TURN relay servers are Microsoft-operated infrastructure that routes communication traffic when a direct connection between two points is not possible, such as when a device is behind a corporate firewall. Security tools that monitor network traffic for connections to unknown or suspicious destinations will not flag traffic to Microsoft's own TURN servers. By using these servers as a relay, Backdoor.Turn makes its communications indistinguishable from a Teams video call or meeting.
Why was the backdoor installed after the ransomware rather than before?

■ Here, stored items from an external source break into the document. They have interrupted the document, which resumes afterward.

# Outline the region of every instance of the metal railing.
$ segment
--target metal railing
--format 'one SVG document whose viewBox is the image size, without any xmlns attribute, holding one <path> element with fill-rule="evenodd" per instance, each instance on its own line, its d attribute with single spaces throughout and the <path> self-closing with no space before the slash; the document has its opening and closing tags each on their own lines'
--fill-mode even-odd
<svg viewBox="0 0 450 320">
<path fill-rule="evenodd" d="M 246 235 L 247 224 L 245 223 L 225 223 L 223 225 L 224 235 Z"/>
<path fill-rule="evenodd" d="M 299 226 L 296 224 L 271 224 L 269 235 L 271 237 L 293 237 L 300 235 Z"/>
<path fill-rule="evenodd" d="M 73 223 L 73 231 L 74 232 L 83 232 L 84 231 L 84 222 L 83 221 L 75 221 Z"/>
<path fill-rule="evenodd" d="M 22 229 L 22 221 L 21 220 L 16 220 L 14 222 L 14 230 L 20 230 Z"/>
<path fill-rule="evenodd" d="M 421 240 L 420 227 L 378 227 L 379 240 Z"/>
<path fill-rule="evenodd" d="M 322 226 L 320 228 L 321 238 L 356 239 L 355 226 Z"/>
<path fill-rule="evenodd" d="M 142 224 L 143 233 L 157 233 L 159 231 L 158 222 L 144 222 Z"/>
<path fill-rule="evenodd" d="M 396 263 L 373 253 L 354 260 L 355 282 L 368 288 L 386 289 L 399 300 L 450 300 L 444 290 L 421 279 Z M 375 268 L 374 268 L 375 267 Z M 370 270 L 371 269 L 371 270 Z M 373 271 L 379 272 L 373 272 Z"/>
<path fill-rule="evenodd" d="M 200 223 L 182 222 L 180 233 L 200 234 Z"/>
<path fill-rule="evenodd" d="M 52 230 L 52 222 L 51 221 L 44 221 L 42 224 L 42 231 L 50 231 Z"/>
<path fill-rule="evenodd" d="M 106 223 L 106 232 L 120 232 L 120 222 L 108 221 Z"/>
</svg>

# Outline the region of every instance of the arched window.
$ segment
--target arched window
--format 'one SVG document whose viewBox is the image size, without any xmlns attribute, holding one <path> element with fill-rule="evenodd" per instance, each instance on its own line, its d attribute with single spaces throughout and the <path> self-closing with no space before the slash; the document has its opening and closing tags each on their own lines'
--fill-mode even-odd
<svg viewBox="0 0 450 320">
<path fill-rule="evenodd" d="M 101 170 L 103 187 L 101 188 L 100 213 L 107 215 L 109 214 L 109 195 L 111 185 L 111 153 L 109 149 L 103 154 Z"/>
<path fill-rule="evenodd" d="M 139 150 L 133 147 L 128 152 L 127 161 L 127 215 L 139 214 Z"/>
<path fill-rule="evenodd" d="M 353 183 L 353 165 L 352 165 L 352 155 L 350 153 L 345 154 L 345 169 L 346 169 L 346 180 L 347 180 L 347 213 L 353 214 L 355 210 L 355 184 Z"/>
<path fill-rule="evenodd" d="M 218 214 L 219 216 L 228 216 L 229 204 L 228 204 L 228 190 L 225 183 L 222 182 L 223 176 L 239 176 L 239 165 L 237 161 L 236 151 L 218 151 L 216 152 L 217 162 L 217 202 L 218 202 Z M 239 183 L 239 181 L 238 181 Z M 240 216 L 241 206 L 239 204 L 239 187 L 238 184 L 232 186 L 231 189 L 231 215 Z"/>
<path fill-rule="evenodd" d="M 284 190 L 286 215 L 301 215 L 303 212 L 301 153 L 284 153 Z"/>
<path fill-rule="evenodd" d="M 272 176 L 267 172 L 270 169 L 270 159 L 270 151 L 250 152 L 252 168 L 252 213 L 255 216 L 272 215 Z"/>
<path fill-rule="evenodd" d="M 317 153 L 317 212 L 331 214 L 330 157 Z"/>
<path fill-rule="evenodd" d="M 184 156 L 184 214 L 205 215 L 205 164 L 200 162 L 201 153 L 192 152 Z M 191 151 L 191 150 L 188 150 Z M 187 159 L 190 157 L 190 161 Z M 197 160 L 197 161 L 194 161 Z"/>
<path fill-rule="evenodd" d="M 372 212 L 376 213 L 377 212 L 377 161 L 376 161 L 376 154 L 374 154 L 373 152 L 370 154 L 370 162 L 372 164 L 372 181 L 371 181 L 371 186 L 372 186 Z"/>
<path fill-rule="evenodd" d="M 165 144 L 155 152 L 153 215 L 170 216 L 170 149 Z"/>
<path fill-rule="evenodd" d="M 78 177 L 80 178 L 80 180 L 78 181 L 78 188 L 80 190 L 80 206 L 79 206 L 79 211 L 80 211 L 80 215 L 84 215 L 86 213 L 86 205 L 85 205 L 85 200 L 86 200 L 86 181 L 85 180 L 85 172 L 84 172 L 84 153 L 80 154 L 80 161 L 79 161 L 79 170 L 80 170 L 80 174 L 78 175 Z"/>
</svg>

Installing a persistent backdoor after ransomware deployment suggests the attackers wanted to maintain access even after the victim became aware of the ransomware attack and began remediation. Victims focused on recovering from encryption may not immediately identify a dormant backdoor communicating through legitimate Teams traffic, allowing the attackers to retain a foothold for future operations or sell that access to other criminal groups.
What capabilities does Backdoor.Turn give an attacker once installed?
The backdoor provides command execution, process creation, network scanning, Active Directory searching, TLS certificate capture, website title collection, and browser credential theft. Those capabilities allow the attacker to conduct ongoing reconnaissance, expand their access within the network, and harvest credentials for additional systems or future campaigns.
What detection approaches work against this technique if IP and domain blocking do not?
Behavioral analysis that monitors what processes are doing rather than where they connect is more effective than reputation-based filtering against this technique. Specifically, flagging unexpected processes establishing network connections, monitoring for unusual authentication token requests to Microsoft identity services from non-Teams processes, and using endpoint detection tools that inspect memory for injected code rather than relying on network traffic analysis all provide coverage that destination-based monitoring cannot.
Should healthcare organizations block Microsoft Teams to prevent this technique?
Blocking Teams entirely is not a practical control, given its operational role in healthcare communications. The more targeted approach is ensuring endpoint detection tools are configured to flag code injection into legitimate Windows processes, like debugging utilities, monitoring for unusual anonymous authentication requests to Microsoft identity services, and maintaining network traffic baseline analysis that identifies anomalous volumes of Teams relay traffic from endpoints that do not normally generate it.